The Working Group on Bribery of the Organization for Economic Co-operation and Development (OECD Working Group) has released its Phase 4 Report on the state of international anti-corruption and anti-bribery enforcement. The report primarily marks improvements and changes to enforcement of the Foreign Corrupt Practices Act (FCPA) and other U.S. laws that protect and encourage whistleblowers to report corruption since their Phase 3 Report in 2010. The OECD Working Group’s report is highly complimentary of many of the changes they have seen in U.S. laws and enforcement over the past 10 years, although the report states that there still are some key loopholes to be fixed.
The OECD Working Group is a coalition of representatives from 44 countries that work to implement the OECD Convention on Combating Bribery of Foreign Public Officials in International Business Transactions and the 2009 Recommendation for Further Combating Bribery of Foreign Public Officials in International Business Transactions, the 2009 agreement being an essential agreement that is still used as a roadmap for anti-corruption efforts. Meeting four times a year, the OECD Working Group researches and reports on the state of anti-corruption efforts around the world and supports efforts to increase coordination between countries to cut down on bribery.
The Phase 4 Report details the impressive increase in FCPA prosecutions and whistleblower disclosures since their last report in 2010. Between 2010 and 2019, the FCPA has been used to convict or sanction 115 individuals and 174 companies. The FCPA is extremely powerful because its jurisdiction can extend beyond U.S. borders. Anyone, regardless of whether they are a U.S. citizen, can report a FCPA violation and potentially receive a reward. The FCPA can be used to prosecute or sanction any company that is publicly traded on the U.S. stock market. If an individual has knowledge of bribes being paid by a foreign corporation to a foreign government, the company can often be held accountable in U.S. court. The Report says that according to the Department of Justice (DOJ), over the past 10 years “approximately 20% of its FCPA matters since Phase 3 have come from whistleblowers.”
The Report also considers the implications of other powerful U.S. whistleblowing and anti-corruption laws. It compliments the success of the False Claims Act (FCA) and the Sarbanes-Oxley Act, stating that these laws have been successful at cutting down corruption inside of the U.S. The Report also has high praise for whistleblower programs as a method for targeting corruption: “Whistleblowing plays a critical role in detecting foreign bribery allegations.”

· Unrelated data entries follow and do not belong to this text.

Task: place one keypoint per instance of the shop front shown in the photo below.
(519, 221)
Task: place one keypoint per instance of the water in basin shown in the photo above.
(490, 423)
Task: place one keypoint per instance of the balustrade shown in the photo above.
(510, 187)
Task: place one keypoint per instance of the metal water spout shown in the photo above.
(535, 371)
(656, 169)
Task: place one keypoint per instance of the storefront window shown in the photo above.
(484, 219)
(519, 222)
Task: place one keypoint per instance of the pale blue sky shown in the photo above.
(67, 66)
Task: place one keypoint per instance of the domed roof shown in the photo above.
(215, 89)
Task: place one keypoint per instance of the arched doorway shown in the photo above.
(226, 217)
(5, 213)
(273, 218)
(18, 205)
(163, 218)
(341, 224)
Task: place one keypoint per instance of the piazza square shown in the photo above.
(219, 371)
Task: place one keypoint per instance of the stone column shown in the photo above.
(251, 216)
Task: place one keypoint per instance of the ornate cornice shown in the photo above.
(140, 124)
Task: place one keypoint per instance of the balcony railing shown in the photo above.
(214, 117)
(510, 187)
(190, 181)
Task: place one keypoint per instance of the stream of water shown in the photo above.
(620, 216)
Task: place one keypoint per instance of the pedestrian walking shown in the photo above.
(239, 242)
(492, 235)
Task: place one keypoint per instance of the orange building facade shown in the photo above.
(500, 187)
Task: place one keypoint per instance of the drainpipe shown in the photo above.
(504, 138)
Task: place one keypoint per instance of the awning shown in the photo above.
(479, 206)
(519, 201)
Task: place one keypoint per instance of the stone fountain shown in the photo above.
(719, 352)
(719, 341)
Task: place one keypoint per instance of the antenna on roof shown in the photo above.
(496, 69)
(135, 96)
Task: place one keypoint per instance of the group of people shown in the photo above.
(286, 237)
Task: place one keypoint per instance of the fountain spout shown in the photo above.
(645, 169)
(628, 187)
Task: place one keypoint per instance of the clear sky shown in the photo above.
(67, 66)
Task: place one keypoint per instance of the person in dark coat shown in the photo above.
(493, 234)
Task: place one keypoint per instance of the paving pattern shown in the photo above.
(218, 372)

The Report makes a few critiques of the U.S.’s battery of whistleblower and anti-corruption enforcement efforts. It says that the U.S. doesn’t instruct the public well enough in how to put these laws to use, and that the laws have gaps where some whistleblowers may fall through, leaving them unprotected with little or no recourse. The FCA, FCPA, and Sarbanes-Oxley Act are all complicated laws that apply to specific sets of circumstances and individuals. Whistleblowers sometimes think that they may be protected by one of these laws when they would actually have been better served by another. According to the Report, “The United States does not have a single whistleblower protection law that would cover all whistleblowers who may report potential foreign bribery violations to any competent authority.“
This confusion can cost the country and the international community critical cases in the fight against corruption. The Report suggests “that the United States consider how it can enhance protections for whistleblowers who report suspected acts of foreign bribery by non-issuers and enhance guidance about the protections available to whistleblowers who report suspected acts of foreign bribery depending on the competent enforcement agency to which they report.”